4
votes

General programming question, but there might be specific considerations for Matlab.

I will be importing very large data file. Is it better practice/faster/more efficient to import the whole file onto the memory and then divide it into submatrices, or rather to just import every n columns into a new matrix?

My guess is that it would be faster to load it all into the cache and then deal with it, but it's just an uneducated guess.

1
What format is your data file in? Is it a text file, ASCII-delimited numeric file, CSV file? There are specialized handlers for several data types built in to MATLAB that use similar syntax to C in that you open a file stream, read from the file stream, and finally close the file stream. I think one of these would be your best bet.Engineero
Could you specify what you will do with the matrix? If the goal is just to load the matrix into memory and no computation afterwards, I can't see any reason to exploit the cache.Da Kuang
Hello, thank you for the comment, Engineero. I am currently writing my code on the assumption that the data is a CSV. What I am doing is saying data = csvread('filename') and then dividing the data matrix into several matrices. say: matrix_1_2 = data(:,1:2), etc. Is that better than scanning for the first two columns only, saving them, then scanning for the second pair of columns, etc?msmf14
Da Kuang: There will be a lot of matrix manipulation and multiplication.
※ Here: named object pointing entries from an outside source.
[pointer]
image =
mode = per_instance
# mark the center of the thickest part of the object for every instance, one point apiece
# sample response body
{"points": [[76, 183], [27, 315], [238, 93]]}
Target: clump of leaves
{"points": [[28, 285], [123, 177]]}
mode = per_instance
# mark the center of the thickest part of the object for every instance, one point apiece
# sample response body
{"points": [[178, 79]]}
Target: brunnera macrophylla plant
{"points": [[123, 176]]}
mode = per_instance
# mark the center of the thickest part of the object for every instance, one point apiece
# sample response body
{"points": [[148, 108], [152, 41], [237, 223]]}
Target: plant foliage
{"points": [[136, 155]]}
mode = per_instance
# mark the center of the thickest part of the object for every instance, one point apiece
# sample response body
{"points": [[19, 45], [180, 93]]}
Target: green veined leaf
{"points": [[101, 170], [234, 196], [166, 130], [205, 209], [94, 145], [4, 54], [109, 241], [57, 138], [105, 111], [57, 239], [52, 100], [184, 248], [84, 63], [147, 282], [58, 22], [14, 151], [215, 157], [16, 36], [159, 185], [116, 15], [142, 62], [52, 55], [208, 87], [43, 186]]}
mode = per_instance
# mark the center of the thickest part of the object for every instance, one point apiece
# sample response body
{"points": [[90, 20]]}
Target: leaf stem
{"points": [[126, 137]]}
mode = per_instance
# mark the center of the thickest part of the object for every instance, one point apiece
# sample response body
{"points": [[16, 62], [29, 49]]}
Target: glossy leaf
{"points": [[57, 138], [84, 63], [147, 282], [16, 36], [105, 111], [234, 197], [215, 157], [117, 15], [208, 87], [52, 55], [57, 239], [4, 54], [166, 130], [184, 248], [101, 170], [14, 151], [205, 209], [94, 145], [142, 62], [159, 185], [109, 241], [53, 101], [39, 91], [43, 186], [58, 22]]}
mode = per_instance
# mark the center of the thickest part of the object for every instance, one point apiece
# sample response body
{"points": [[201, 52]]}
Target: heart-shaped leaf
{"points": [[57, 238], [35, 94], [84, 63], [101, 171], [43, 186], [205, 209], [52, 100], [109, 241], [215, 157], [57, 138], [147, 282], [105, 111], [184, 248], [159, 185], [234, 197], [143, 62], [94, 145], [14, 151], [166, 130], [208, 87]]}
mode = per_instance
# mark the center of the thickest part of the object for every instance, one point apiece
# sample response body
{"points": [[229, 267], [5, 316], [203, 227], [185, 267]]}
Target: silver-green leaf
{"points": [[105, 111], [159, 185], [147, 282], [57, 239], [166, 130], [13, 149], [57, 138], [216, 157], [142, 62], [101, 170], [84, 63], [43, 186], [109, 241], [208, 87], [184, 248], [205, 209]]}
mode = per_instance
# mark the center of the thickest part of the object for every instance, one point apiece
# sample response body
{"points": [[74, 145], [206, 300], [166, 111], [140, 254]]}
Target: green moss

I am guessing the most efficient way is to not even divide the large matrix, but use subsets of it in the calculations (for instance resultingMatrix = data(:,1:n) .* data(:,n+1:2*n), but that will make the code less legible for others)msmf14
Write the code in the simplest and most readable way possible. If the data comfortably fits in main memory, you'll be fine. If it doesn't, you're in a world of hurt, and you'll need a better disk storage format (binary) and blocked algorithms that will operate on batches of the data. You certainly don't want to parse each line of the CSV more than once, which blocking by column would do.Peter

1 Answers

1
votes

From my experience, the best approach is to parse it once, using either csvread (which uses dlmread which uses textscan - so the time penalty is not significant). This is of course given that a very big file is not larger than the amount of free RAM you have. If a very big file is larger than RAM (I just had to parse a 31GB file for example), than I would use fopen, read line by line (or chunks, blocks whatever you prefer) and write these a writable mat file. This way you can write huge files limited by your file system in theory.